Particle swarm optimization assisted B-spline neural network based predistorter design to enable transmit precoding for nonlinear MIMO downlink

Abstract

For the multiple-input multiple-output (MIMO) downlink employing high-order quadrature amplitude modulation signaling and with nonlinear high power amplifiers (HPAs) at base station transmitter, the existing precoding designs relying on the linear MIMO channel can no longer work. We propose an efficient and accurate predistorter design to enable transmit precoding for nonlinear MIMO downlink. Specifically, we obtain the closed-form least squares estimates of the nonlinear HPA’s amplitude and phase response using two B-spline neural networks during training. The estimated HPA’s phase response automatically yields the estimate of the predistorter’s phase response.
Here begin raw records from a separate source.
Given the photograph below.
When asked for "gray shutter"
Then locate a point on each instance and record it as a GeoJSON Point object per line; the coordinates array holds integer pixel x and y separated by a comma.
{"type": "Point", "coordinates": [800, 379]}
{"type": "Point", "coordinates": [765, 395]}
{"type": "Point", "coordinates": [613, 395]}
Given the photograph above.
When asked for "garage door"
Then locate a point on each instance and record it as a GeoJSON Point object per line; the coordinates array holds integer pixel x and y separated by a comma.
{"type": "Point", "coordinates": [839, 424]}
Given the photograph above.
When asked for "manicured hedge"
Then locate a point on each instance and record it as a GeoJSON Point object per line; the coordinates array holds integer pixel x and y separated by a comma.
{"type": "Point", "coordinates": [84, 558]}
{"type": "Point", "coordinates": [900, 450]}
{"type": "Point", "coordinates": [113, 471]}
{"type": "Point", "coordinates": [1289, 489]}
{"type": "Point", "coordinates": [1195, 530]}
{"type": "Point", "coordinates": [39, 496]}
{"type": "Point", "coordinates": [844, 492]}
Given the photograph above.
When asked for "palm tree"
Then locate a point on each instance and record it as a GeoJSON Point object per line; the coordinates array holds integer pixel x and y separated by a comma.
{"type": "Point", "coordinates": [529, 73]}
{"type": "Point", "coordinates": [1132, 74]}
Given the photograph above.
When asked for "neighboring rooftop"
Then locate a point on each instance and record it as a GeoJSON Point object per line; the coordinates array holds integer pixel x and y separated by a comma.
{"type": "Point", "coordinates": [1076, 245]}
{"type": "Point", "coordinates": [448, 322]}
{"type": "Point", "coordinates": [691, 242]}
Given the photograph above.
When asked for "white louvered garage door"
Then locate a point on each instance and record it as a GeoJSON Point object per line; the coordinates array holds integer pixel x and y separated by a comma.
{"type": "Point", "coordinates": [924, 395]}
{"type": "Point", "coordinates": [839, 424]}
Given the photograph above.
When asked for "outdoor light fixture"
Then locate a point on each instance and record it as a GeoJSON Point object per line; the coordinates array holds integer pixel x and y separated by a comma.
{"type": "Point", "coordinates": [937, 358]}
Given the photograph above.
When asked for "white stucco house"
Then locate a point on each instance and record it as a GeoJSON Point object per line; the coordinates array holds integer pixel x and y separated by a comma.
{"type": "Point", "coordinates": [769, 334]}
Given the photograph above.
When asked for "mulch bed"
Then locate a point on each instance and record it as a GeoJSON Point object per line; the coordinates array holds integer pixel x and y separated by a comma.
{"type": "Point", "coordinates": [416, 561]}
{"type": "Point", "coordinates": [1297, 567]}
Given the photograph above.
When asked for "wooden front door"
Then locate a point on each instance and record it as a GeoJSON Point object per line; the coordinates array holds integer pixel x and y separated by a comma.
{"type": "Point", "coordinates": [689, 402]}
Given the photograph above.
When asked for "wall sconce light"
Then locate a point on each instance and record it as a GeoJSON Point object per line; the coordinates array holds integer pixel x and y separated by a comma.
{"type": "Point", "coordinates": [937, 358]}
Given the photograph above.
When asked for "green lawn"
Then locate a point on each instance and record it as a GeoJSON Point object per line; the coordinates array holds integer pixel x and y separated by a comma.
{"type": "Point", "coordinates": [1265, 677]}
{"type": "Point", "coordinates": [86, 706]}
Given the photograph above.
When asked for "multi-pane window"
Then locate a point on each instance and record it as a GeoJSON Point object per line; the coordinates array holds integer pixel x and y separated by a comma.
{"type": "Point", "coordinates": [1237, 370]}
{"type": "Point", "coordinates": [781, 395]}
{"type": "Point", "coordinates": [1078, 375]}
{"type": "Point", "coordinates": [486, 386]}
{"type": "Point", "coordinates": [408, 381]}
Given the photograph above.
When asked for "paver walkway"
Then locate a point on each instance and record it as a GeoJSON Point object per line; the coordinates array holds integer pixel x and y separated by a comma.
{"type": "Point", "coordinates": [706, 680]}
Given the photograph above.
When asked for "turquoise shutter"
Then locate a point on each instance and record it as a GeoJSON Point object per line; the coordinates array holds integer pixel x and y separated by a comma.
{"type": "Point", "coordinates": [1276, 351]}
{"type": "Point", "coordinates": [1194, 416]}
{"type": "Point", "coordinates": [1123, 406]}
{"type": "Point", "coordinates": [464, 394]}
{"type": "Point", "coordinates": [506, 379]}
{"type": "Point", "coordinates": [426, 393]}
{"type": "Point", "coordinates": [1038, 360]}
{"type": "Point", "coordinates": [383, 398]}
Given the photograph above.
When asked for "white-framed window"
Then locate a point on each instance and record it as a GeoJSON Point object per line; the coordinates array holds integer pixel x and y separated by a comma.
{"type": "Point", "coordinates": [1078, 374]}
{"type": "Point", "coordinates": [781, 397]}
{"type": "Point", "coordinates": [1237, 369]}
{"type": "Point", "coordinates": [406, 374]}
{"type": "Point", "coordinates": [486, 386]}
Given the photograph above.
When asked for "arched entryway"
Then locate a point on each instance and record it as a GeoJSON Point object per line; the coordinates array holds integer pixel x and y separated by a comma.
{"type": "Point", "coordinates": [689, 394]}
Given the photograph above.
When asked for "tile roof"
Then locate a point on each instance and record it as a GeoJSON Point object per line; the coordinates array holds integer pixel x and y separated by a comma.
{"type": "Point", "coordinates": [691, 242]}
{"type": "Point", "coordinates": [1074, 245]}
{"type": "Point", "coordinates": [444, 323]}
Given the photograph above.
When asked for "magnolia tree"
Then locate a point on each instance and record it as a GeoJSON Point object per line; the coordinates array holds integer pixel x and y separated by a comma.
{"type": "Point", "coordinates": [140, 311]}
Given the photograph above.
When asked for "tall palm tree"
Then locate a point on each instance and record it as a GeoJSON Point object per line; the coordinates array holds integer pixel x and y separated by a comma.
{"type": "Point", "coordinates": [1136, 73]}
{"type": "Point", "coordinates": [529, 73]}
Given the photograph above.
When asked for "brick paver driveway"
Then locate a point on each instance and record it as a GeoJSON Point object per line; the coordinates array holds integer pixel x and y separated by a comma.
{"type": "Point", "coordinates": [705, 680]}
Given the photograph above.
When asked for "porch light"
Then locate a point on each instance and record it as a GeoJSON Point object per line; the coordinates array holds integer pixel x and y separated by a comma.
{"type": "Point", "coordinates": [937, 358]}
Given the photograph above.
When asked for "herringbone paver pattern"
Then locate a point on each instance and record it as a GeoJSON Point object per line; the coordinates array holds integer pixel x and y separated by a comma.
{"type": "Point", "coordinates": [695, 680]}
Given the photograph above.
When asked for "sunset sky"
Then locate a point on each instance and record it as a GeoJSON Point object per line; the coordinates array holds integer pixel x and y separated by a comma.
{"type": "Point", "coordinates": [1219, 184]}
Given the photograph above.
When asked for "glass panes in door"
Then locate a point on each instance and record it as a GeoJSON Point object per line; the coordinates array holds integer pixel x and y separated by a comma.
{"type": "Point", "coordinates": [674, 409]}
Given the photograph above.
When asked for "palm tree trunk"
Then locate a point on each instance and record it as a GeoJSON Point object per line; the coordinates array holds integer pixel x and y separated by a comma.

Based on the B-spline neural network estimate of the HPA’s amplitude response, we construct a B-spline neural network model for the predistorter amplitude response, and we adopt a particle swarm optimization (PSO) algorithm to solve this highly nonlinear optimization problem. Using our accurate predistorter estimate to pre-compensate for the nonlinear distortions of the transmit HPAs, a standard full-digital transmit precoding design can readily be adopted to combat the MIMO channel interference. A simulation study is conducted to demonstrate the effectiveness of our proposed PSO assisted predistorter design.